Knowledge can refer to a theoretical or practical understanding of a subject. It can be implicit (as with practical skill or expertise) or explicit (as with the theoretical understanding of a subject); it can be more or less formal or systematic. In philosophy, the study of knowledge is called epistemology; the philosopher Plato famously defined knowledge as “justified true belief”, though “well-justified true belief” is more complete as it accounts for the Gettier problems. However, several definitions of knowledge and theories to explain it exist.
Knowledge acquisition involves complex cognitive processes: perception, communication, and reasoning; while knowledge is also said to be related to the capacity of acknowledgment in human beings.
A podcast is a digital medium that consists of an episodic series of audio or digital radio, subscribed to and downloaded through web syndication or streamed online to a computer or mobile device. The word is a neologism and portmanteau derived from “broadcast” and “pod” from the success of the iPod, as audio podcasts are often listened to on portable media players.
The Merriam Webster Tenth International Collegiate defines “Podcast” as: a program (as of music or talk) made available in digital format for automatic download over the Internet.

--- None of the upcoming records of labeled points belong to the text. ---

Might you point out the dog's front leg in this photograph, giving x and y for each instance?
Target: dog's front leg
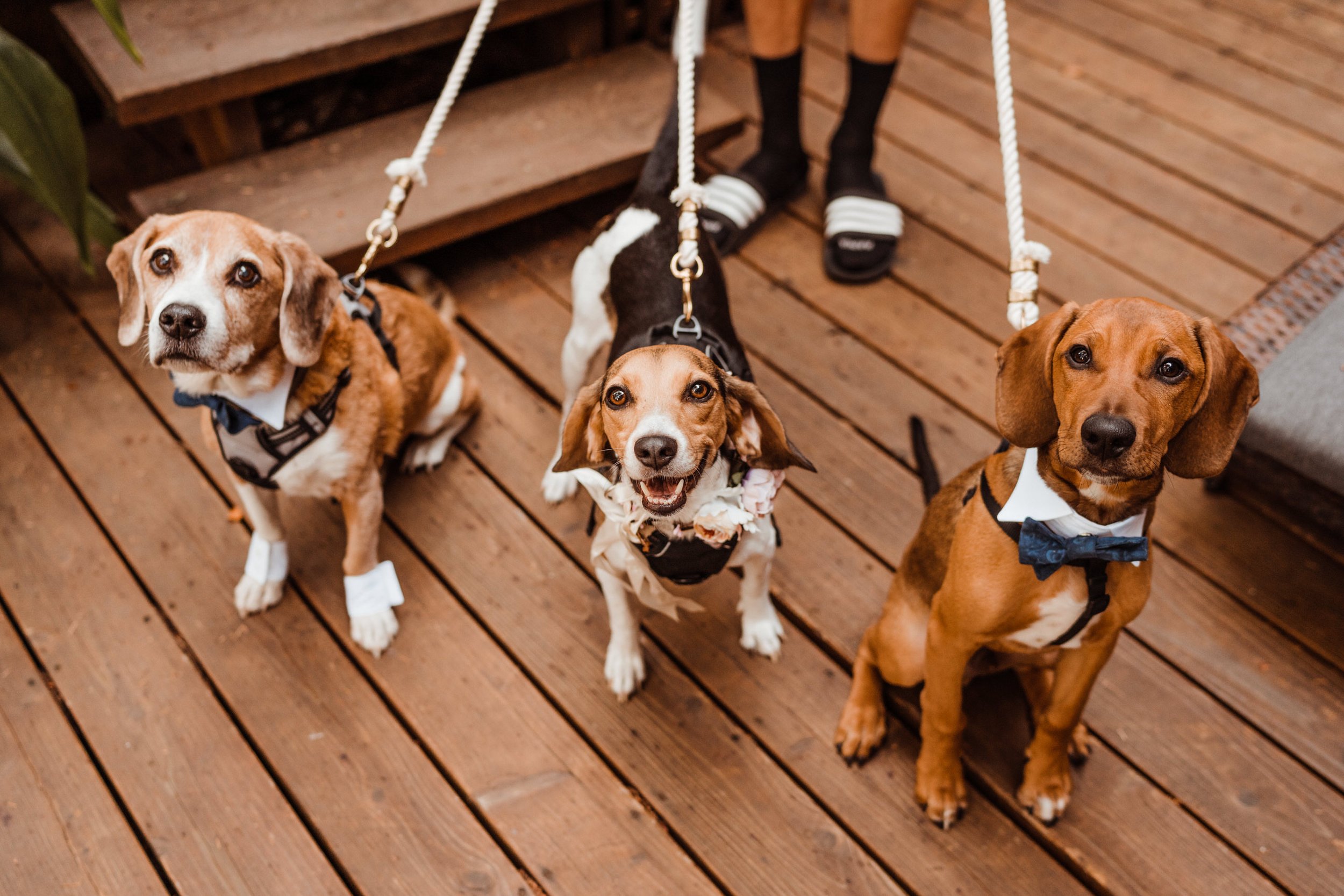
(371, 587)
(940, 785)
(762, 632)
(1046, 782)
(589, 332)
(268, 556)
(624, 661)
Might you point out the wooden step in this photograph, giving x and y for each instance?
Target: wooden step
(206, 53)
(509, 151)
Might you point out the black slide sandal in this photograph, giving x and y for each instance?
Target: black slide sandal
(735, 207)
(863, 229)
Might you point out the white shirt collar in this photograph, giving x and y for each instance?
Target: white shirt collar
(269, 406)
(1033, 497)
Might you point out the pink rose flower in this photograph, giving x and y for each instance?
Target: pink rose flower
(759, 491)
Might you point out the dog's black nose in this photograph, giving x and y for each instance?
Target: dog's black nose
(182, 321)
(1108, 436)
(655, 450)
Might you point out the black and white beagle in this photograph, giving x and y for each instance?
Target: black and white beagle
(694, 449)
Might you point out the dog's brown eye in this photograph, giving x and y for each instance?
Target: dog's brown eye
(246, 275)
(1171, 369)
(162, 261)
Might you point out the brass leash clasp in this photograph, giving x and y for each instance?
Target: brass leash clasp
(381, 235)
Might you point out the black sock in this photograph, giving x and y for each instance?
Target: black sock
(853, 144)
(780, 163)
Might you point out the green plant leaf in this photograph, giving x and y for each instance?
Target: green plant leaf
(111, 12)
(44, 148)
(103, 222)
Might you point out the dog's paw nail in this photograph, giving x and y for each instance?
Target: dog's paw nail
(1049, 809)
(764, 636)
(374, 632)
(624, 671)
(253, 597)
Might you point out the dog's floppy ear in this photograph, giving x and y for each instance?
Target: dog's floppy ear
(124, 264)
(1025, 391)
(307, 304)
(1232, 388)
(584, 440)
(756, 432)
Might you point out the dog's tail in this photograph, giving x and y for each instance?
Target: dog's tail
(659, 174)
(924, 460)
(425, 284)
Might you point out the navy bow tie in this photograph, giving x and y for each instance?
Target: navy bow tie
(227, 414)
(1046, 551)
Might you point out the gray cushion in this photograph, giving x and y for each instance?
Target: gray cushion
(1300, 417)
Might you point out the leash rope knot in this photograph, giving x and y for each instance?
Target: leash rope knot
(687, 265)
(406, 173)
(1026, 256)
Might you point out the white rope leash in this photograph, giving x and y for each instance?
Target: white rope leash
(1026, 254)
(689, 194)
(412, 168)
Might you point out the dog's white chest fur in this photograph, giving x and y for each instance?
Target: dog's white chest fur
(318, 468)
(1058, 612)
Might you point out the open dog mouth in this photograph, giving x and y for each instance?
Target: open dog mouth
(663, 494)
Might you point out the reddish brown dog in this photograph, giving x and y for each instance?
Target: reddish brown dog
(1109, 398)
(254, 320)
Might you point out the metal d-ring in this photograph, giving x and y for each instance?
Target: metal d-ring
(681, 329)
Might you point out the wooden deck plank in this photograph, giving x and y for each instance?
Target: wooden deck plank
(189, 778)
(827, 563)
(1234, 37)
(1167, 143)
(683, 752)
(1249, 132)
(359, 778)
(1291, 103)
(203, 54)
(1108, 229)
(934, 198)
(512, 149)
(1300, 20)
(63, 830)
(1225, 229)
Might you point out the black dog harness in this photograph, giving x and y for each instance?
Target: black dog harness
(253, 449)
(1046, 553)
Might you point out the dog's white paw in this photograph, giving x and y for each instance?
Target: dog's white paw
(374, 632)
(426, 453)
(560, 486)
(762, 633)
(253, 597)
(624, 669)
(1050, 809)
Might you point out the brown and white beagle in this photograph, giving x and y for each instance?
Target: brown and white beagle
(695, 448)
(300, 397)
(1100, 404)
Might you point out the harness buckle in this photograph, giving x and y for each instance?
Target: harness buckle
(681, 328)
(686, 275)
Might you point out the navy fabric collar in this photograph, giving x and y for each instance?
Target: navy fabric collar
(229, 415)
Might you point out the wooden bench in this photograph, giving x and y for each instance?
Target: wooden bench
(205, 60)
(509, 151)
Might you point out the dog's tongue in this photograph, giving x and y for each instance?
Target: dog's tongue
(662, 488)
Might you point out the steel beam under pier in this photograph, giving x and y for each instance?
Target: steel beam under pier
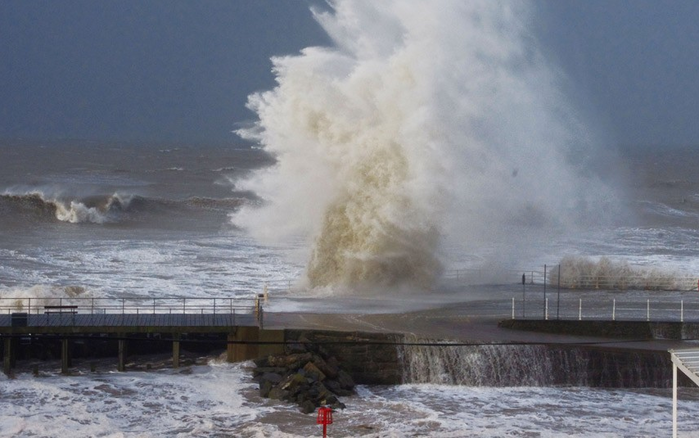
(121, 366)
(176, 350)
(686, 361)
(66, 360)
(9, 356)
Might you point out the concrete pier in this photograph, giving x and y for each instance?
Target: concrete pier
(8, 357)
(176, 350)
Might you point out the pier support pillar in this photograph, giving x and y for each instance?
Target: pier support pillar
(230, 348)
(176, 350)
(8, 357)
(66, 361)
(121, 366)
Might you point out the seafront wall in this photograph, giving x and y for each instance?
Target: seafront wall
(642, 330)
(388, 358)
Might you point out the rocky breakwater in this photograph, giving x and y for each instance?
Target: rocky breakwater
(306, 375)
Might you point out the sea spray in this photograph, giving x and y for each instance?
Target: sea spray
(423, 120)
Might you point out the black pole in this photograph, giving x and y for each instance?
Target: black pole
(558, 305)
(524, 296)
(544, 291)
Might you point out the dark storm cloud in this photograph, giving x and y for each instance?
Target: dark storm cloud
(140, 70)
(182, 70)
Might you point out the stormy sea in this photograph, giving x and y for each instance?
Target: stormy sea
(378, 173)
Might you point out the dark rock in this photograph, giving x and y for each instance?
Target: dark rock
(265, 388)
(261, 362)
(338, 405)
(290, 361)
(292, 381)
(313, 372)
(296, 348)
(262, 370)
(345, 380)
(308, 407)
(330, 367)
(271, 377)
(277, 393)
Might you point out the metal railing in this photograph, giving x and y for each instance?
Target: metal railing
(606, 309)
(651, 280)
(132, 311)
(132, 305)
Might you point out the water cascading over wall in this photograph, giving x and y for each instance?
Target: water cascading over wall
(534, 365)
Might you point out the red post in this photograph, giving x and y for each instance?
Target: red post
(325, 417)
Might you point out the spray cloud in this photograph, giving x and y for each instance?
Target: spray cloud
(423, 121)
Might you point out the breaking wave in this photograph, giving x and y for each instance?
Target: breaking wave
(102, 209)
(21, 299)
(424, 121)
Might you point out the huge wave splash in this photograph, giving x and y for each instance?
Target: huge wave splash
(423, 120)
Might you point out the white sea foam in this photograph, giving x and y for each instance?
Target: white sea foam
(424, 121)
(69, 210)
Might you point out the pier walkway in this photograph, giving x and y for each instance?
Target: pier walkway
(238, 321)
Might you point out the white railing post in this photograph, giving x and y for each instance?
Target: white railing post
(580, 310)
(681, 310)
(674, 399)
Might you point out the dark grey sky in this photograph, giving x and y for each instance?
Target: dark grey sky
(182, 70)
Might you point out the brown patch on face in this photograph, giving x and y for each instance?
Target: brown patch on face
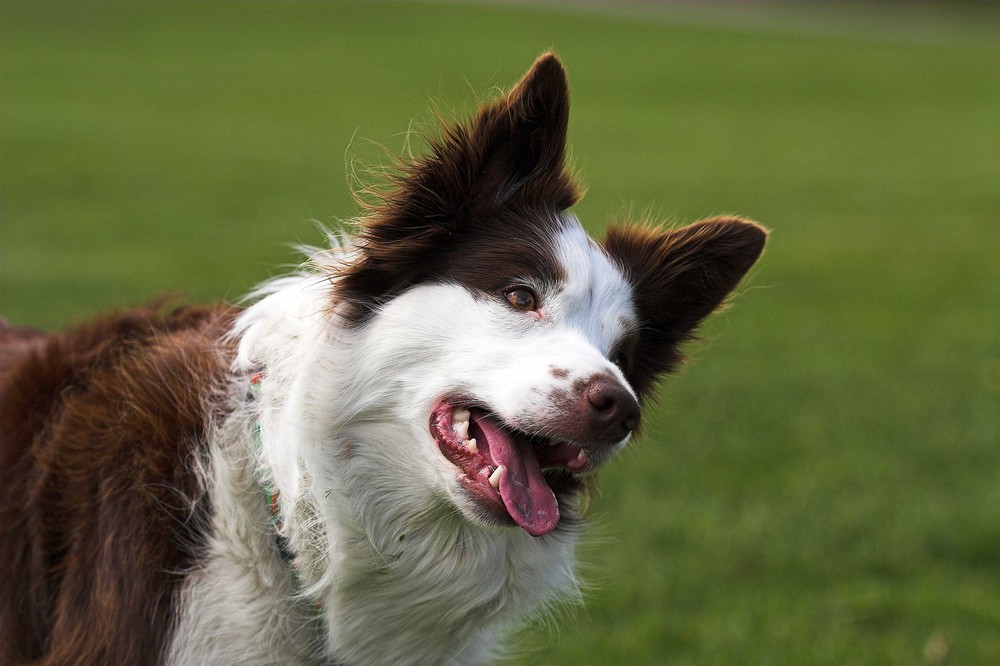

A list of all the audio or video files associated with a given series is maintained centrally on the distributor’s server as a web feed, and the listener or viewer employs special client application software, known as a podcatcher, that can access this web feed, check it for updates, and download any new files in the series. This process can be automated so that new files are downloaded automatically, which may seem to the user as if the content is being broadcast or “pushed” to them. Files are stored locally on the user’s computer or other device ready for offline use. Podcasting contrasts with webcasting (Internet streaming), which generally isn’t designed for offline listening to user-selected content.
As discussed by Richard Berry, podcasting is both a converged medium bringing together audio, the web and portable media player, and a disruptive technology that has caused some in the radio business to reconsider some of the established practices and preconceptions about audiences, consumption, production and distribution. This idea of disruptiveness is largely because no one person owns the technology; it is free to listen and create content, which departs from the traditional model of “gate-kept” media and production tools. It is very much a horizontal media form: producers are consumers and consumers become producers and engage in conversations with each other.